11 de noviembre de 2005
Por Cristina Berechet y Fernando San Miguel
En este nuevo estudio de Institución Futuro se analiza el papel de los incentivos fiscales como herramienta para impulsar la inversión privada en I+D, y se estudia la eficacia de dichas medidas. El trabajo señala que la política fiscal es una herramienta valiosa para fomentar las actividades de I+D. Propugna aplicar sistemas de incentivos basados en el volumen, coordinar la inversión pública con las ayudas a la inversión privada y garantizar la estabilidad de los beneficios a lo largo del tiempo.
También se incluyen varias recomendaciones sobre las características idóneas de este tipo de políticas fiscales. La Investigación, el Desarrollo y la Innovación (I+D+i), así como las tecnologías de la información aplicadas tanto al ámbito del consumo como de la producción generan nuevas oportunidades, tales como la creación de nuevas industrias y la posibilidad de ser competitivos en el mercado mundial a medida que éste va cambiando.
Es conocido el hecho de que Europa se encuentra muy retrasada con respecto a Estados Unidos y Japón en cuanto a inversión en I+D, lo cual frena su capacidad competitiva. La UE se ha propuesto que los recursos destinados a la investigación alcancen el 3% del PIB en el 2010. España, en el año 2003 se sitúa en la parte media/baja de la tabla en términos de gasto en I+D. Dedica alrededor del 0,96% del PIB frente al 1,98% de Europa y el 2,8% de Estados Unidos.
Uno de los escollos fundamentales que Europa deberá salvar si quiere acercarse a los niveles de investigación de Estados Unidos, es aumentar la inversión privada. En Norteamérica, el 70% de la I+D es realizada por el sector privado.
Por tanto, el impulso de la I+D no pasa solamente por una mayor inyección de recursos desde el Ministerio de Ciencia y Tecnología. La iniciativa privada debe saber apreciar y valorar el beneficio potencial de la inversión en investigación e innovación, que pese a no producir resultados en el corto plazo, garantiza la competitividad y las posibilidades de negocio en el largo.
El volumen y las tasas de crecimiento del gasto en inversión tienen importantes repercusiones en el nivel de actividad económica (gráfico 1), tanto en el corto como en el largo plazo. Precisamente, los efectos positivos de esas variables sobre crecimiento, estabilidad, productividad y empleo han justificado la implementación de mecanismos que fomenten la inversión empresarial. Por ello, muchos países desarrollados, con alguna excepción como el caso de Alemania, emplean la política fiscal para impulsar la inversión en I+D de las empresas.
Los objetivos de este informe son analizar la efectividad de los incentivos fiscales como mecanismo de apoyo e impulso de la inversión en I+D empresarial y realizar recomendaciones sobre su diseño e implantación. Para ello, se analiza la literatura existente y se estima un modelo econométrico con datos de de 20 países de la OCDE.

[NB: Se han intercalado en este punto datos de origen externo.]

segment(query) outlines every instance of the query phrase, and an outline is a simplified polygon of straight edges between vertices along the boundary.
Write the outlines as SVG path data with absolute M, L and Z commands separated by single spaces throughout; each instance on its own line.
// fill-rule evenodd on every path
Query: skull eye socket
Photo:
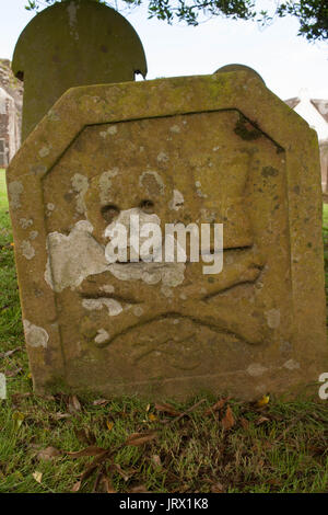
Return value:
M 114 204 L 109 204 L 107 206 L 102 207 L 102 217 L 104 220 L 110 222 L 114 220 L 115 217 L 119 215 L 119 208 Z
M 153 201 L 144 199 L 140 203 L 140 209 L 143 213 L 152 214 L 154 213 L 154 203 Z

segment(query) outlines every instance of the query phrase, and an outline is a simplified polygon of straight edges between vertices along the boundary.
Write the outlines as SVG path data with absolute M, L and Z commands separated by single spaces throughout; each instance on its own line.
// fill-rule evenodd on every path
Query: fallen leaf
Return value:
M 212 493 L 224 493 L 225 490 L 224 490 L 224 487 L 223 487 L 222 483 L 215 483 L 215 484 L 212 484 L 211 492 Z
M 58 456 L 61 456 L 62 453 L 58 449 L 56 449 L 56 447 L 46 447 L 45 449 L 40 450 L 36 457 L 37 459 L 39 460 L 43 460 L 43 461 L 51 461 L 54 458 L 58 458 Z
M 156 467 L 162 467 L 162 461 L 161 461 L 161 458 L 159 455 L 153 455 L 152 456 L 152 462 L 156 466 Z
M 96 401 L 93 401 L 93 405 L 106 405 L 108 402 L 109 401 L 107 399 L 97 399 Z
M 263 396 L 261 399 L 259 399 L 256 403 L 256 405 L 258 405 L 259 408 L 262 408 L 263 405 L 268 404 L 269 403 L 269 400 L 270 400 L 270 396 L 267 394 L 267 396 Z
M 72 415 L 70 413 L 60 413 L 60 411 L 58 411 L 57 413 L 54 413 L 54 419 L 60 421 L 61 419 L 70 419 Z
M 231 430 L 235 425 L 235 419 L 230 405 L 226 408 L 225 415 L 221 423 L 224 430 Z
M 247 419 L 244 419 L 244 416 L 241 419 L 241 424 L 242 424 L 243 430 L 248 430 L 249 422 Z
M 69 397 L 68 411 L 70 413 L 75 413 L 77 411 L 81 411 L 81 404 L 77 396 Z
M 15 411 L 13 413 L 12 417 L 13 417 L 13 421 L 14 421 L 14 424 L 15 424 L 15 428 L 19 430 L 21 427 L 21 425 L 23 424 L 23 421 L 25 419 L 24 413 L 22 413 L 21 411 Z
M 133 445 L 138 447 L 139 445 L 143 445 L 148 442 L 151 442 L 152 439 L 156 438 L 156 436 L 157 433 L 155 431 L 147 433 L 133 433 L 127 438 L 125 445 Z
M 101 454 L 107 453 L 107 449 L 97 447 L 96 445 L 90 445 L 85 449 L 77 450 L 74 453 L 67 453 L 72 458 L 81 458 L 82 456 L 99 456 Z
M 81 430 L 75 427 L 74 433 L 81 444 L 94 445 L 96 443 L 96 437 L 89 427 L 82 427 Z
M 149 493 L 144 484 L 139 484 L 130 489 L 129 493 Z
M 37 483 L 40 483 L 42 480 L 43 480 L 43 473 L 42 472 L 38 472 L 37 470 L 35 472 L 33 472 L 33 478 L 35 479 L 35 481 Z
M 71 489 L 71 492 L 79 492 L 80 488 L 81 488 L 81 484 L 82 484 L 82 481 L 77 481 L 74 484 L 73 484 L 73 488 Z
M 12 370 L 5 370 L 4 375 L 5 375 L 5 377 L 15 377 L 15 376 L 17 376 L 22 370 L 23 370 L 23 368 L 13 368 Z
M 130 476 L 121 469 L 121 467 L 120 467 L 119 464 L 114 464 L 113 467 L 114 467 L 115 470 L 119 473 L 119 476 L 122 477 L 122 479 L 124 479 L 126 482 L 129 481 Z
M 12 351 L 2 352 L 0 353 L 0 357 L 9 357 L 17 351 L 22 351 L 22 347 L 16 347 L 16 348 L 13 348 Z
M 172 415 L 172 416 L 178 416 L 181 413 L 180 411 L 177 411 L 173 405 L 166 404 L 166 403 L 155 404 L 155 410 L 163 412 L 163 413 L 167 413 L 168 415 Z
M 204 415 L 210 415 L 211 413 L 215 411 L 222 410 L 222 408 L 224 407 L 227 400 L 229 400 L 229 397 L 225 397 L 224 399 L 220 399 L 218 402 L 215 402 L 215 404 L 213 404 L 211 408 L 208 408 L 204 411 Z
M 270 419 L 268 419 L 267 416 L 259 416 L 258 420 L 256 421 L 256 425 L 261 425 L 265 422 L 270 422 Z
M 103 474 L 101 484 L 103 485 L 106 493 L 116 493 L 116 490 L 114 490 L 112 481 L 107 476 Z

A raíz de los resultados obtenidos, se puede afirmar, no sin cierta cautela, que los incentivos fiscales tienen un efecto positivo sobre el incremento de la inversión en I+D aunque es difícil estimar cuál es la inversión realizada por cada unidad de ingreso público no recaudada. Hay que tener en cuenta, sin embargo, que la existencia de externalidades positivas derivadas de la inversión en I+D apoya el empleo de incentivos fiscales que la impulsen. La evidencia parece indicar también que existen diferencias entre el efecto a corto y largo plazo (mayores) de los incentivos fiscales. Esto pone de manifiesto que existe un desfase temporal entre la introducción de los incentivos fiscales y su impacto sobre la inversión en I+D.
En cuanto al diseño de incentivos fiscales se sugiere que estos deben ser sencillos de tramitar, de bajos costes administrativos, predecibles, fiables, estables en el largo plazo, y definidos de forma clara y transparente, incluyendo la definición de I+D. Se considera deseable también que exista coordinación entre las diferentes políticas públicas de apoyo a la I+D para facilitar su implantación y evitar distorsiones. Otras características interesantes son que estén basados en el volumen, evitando esquemas mixtos como el español, la ampliación de los límites de deducción y establecer devoluciones de las deducciones y desgravaciones para las empresas que tienen pérdidas, y especialmente para las PYMES.